The Swedish Air Force demonstrated ACE operations to Janes and other defence media in May. Åmsele Airbase in the north of the country will be used as a dispersal site for Gripen combat aircraft from June 2025. (Janes/Gareth Jennings)
Sweden has reacquired a former airbase for Agile Combat Employment (ACE) use.
Åmsele Airbase has been brought back into military ownership by the Swedish Fortifications Agency, which manages the country's defence estate, 20 years after it was sold to the private sector in 2005.
Swedish national media, which reported the acquisition on 13 December, said the base in the northern Vindeln region of the country will be ready for use as a dispersal site for Swedish Air Force (SwAF) Saab JAS 39 Gripen combat aircraft from June 2025.
ACE is a NATO concept of operations geared at providing the means to deploy rapidly between dispersed operating locations without sacrificing combat capabilities.
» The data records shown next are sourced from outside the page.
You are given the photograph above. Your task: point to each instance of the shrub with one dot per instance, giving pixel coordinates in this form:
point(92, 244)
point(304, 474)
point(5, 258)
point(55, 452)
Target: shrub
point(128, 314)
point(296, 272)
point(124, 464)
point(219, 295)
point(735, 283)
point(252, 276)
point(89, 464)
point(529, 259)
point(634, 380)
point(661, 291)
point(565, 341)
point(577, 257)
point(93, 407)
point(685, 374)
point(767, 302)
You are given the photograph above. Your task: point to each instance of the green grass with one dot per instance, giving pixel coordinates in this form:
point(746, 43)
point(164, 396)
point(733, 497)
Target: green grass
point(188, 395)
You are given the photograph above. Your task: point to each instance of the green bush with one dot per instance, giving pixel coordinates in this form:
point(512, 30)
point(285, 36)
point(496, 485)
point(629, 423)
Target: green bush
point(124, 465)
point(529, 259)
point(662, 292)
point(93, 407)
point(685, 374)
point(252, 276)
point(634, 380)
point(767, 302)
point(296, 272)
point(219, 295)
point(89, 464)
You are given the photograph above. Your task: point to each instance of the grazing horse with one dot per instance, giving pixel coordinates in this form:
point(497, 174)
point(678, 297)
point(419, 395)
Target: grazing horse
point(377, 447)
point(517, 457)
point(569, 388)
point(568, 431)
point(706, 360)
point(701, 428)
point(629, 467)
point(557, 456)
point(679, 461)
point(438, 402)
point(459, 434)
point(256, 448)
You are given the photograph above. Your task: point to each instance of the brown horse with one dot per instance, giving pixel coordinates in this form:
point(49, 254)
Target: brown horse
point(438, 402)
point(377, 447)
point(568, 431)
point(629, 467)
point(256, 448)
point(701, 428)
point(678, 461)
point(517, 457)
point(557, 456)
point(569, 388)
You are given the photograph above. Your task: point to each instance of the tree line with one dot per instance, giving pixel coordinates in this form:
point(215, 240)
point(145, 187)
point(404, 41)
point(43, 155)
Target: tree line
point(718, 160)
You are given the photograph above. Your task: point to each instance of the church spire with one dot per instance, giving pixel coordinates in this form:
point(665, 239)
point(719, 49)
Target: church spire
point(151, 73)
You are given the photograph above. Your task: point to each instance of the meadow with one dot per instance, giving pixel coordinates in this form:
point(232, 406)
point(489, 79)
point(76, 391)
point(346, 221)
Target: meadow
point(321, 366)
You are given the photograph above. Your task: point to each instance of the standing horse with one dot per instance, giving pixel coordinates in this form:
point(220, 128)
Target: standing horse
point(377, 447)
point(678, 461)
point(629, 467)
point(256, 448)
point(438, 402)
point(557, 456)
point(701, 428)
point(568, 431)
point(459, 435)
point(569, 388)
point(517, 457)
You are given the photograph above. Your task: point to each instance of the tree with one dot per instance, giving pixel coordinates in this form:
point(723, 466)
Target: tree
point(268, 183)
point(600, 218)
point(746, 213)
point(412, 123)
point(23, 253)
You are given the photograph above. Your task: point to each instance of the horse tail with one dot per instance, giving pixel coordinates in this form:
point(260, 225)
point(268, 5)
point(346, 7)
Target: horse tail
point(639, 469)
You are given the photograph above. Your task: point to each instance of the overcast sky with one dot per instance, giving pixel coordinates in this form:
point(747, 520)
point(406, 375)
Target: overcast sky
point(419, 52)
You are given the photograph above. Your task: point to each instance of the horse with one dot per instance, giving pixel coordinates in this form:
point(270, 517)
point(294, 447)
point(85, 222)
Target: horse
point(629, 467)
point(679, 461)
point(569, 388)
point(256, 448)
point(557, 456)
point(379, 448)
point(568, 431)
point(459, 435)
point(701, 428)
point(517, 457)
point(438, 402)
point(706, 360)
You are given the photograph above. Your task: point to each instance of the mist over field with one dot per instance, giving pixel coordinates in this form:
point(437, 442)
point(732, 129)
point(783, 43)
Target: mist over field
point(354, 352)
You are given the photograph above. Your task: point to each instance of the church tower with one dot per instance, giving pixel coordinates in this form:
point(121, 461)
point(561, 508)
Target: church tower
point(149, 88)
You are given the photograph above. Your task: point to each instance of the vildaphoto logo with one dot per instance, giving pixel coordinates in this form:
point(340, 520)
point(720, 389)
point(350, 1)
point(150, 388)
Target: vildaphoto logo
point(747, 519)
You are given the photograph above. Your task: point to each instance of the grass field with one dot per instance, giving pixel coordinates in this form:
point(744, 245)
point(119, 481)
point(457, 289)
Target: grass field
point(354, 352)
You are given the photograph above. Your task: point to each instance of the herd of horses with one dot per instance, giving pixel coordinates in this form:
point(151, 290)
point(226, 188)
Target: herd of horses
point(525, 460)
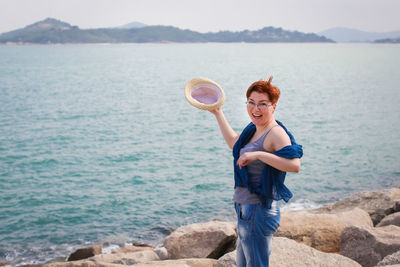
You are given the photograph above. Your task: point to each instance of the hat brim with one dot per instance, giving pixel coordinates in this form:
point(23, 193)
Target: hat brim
point(204, 94)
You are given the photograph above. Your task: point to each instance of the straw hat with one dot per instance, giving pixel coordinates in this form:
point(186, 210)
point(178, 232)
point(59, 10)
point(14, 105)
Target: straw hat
point(204, 94)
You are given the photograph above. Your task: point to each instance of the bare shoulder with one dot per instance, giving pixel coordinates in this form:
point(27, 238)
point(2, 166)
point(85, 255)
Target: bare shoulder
point(276, 139)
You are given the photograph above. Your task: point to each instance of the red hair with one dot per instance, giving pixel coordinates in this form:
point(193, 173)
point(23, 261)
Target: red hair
point(265, 87)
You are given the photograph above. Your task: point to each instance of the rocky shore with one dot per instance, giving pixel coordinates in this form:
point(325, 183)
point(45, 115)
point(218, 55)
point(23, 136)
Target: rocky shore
point(360, 230)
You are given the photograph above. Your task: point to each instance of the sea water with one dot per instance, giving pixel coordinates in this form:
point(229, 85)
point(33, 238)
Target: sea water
point(98, 144)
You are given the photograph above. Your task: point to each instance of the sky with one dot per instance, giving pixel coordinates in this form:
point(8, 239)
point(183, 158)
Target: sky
point(208, 15)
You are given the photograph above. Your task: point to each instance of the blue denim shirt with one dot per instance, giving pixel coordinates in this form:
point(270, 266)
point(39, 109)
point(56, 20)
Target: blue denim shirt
point(272, 185)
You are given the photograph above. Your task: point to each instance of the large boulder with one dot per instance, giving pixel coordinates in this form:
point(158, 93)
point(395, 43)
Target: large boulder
point(320, 230)
point(390, 260)
point(83, 263)
point(194, 262)
point(132, 248)
point(202, 240)
point(391, 219)
point(228, 260)
point(377, 203)
point(369, 246)
point(287, 253)
point(84, 253)
point(126, 258)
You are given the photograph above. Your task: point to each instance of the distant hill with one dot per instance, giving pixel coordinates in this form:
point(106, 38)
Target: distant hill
point(134, 24)
point(388, 40)
point(55, 31)
point(352, 35)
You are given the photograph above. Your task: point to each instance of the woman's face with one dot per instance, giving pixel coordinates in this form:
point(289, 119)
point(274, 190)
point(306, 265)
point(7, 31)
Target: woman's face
point(260, 108)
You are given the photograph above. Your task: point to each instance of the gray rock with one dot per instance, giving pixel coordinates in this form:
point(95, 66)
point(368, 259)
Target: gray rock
point(369, 246)
point(83, 263)
point(202, 240)
point(126, 258)
point(228, 260)
point(320, 230)
point(390, 260)
point(84, 253)
point(378, 203)
point(179, 263)
point(391, 219)
point(288, 253)
point(162, 253)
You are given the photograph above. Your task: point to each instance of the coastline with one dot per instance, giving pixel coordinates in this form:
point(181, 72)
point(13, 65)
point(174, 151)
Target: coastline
point(323, 229)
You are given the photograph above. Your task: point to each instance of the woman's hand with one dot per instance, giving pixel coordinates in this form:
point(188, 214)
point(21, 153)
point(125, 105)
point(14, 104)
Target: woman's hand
point(216, 111)
point(246, 158)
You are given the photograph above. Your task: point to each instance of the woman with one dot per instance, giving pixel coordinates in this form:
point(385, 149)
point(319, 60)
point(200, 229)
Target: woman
point(263, 153)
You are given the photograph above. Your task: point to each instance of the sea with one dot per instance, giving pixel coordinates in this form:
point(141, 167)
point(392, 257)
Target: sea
point(98, 144)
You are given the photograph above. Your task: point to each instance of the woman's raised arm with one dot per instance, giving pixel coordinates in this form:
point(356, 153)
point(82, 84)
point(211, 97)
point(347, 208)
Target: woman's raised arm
point(228, 133)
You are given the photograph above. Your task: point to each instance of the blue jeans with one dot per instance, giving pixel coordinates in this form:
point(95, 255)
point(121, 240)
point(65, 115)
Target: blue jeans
point(256, 224)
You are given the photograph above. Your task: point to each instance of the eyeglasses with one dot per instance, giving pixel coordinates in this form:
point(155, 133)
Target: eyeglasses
point(261, 106)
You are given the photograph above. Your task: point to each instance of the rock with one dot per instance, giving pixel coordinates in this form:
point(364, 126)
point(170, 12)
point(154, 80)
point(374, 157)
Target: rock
point(287, 253)
point(126, 258)
point(134, 248)
point(202, 240)
point(84, 253)
point(378, 203)
point(228, 260)
point(194, 262)
point(162, 253)
point(82, 263)
point(320, 231)
point(391, 259)
point(369, 246)
point(391, 219)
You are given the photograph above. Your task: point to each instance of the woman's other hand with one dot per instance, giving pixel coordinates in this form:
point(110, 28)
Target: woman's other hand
point(246, 158)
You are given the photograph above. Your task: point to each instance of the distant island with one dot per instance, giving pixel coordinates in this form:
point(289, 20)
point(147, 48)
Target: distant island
point(388, 40)
point(340, 34)
point(53, 31)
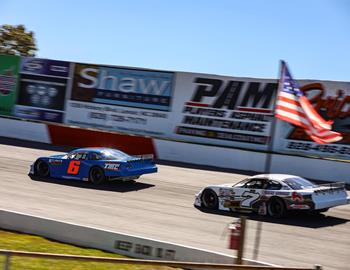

The decision to reacquire Åmsele Airbase is part of a wider effort by Sweden to revive the off-base ACE operations which, in many ways, it pioneered during the Cold War. While the practice of dispersing combat aircraft to remote and austere facilities throughout Sweden was fairly commonplace during the Cold War, it largely fell out of favour with the fall of the Soviet Union in 1991.
ACE has gained increasing importance across NATO following Russia's renewed invasion of Ukraine in February 2022, and the lessons being drawn from that ongoing conflict. Sweden's admittance into the NATO alliance in March coincided with a pivot back to ACE operations geared at increasing the resilience of the SwAF.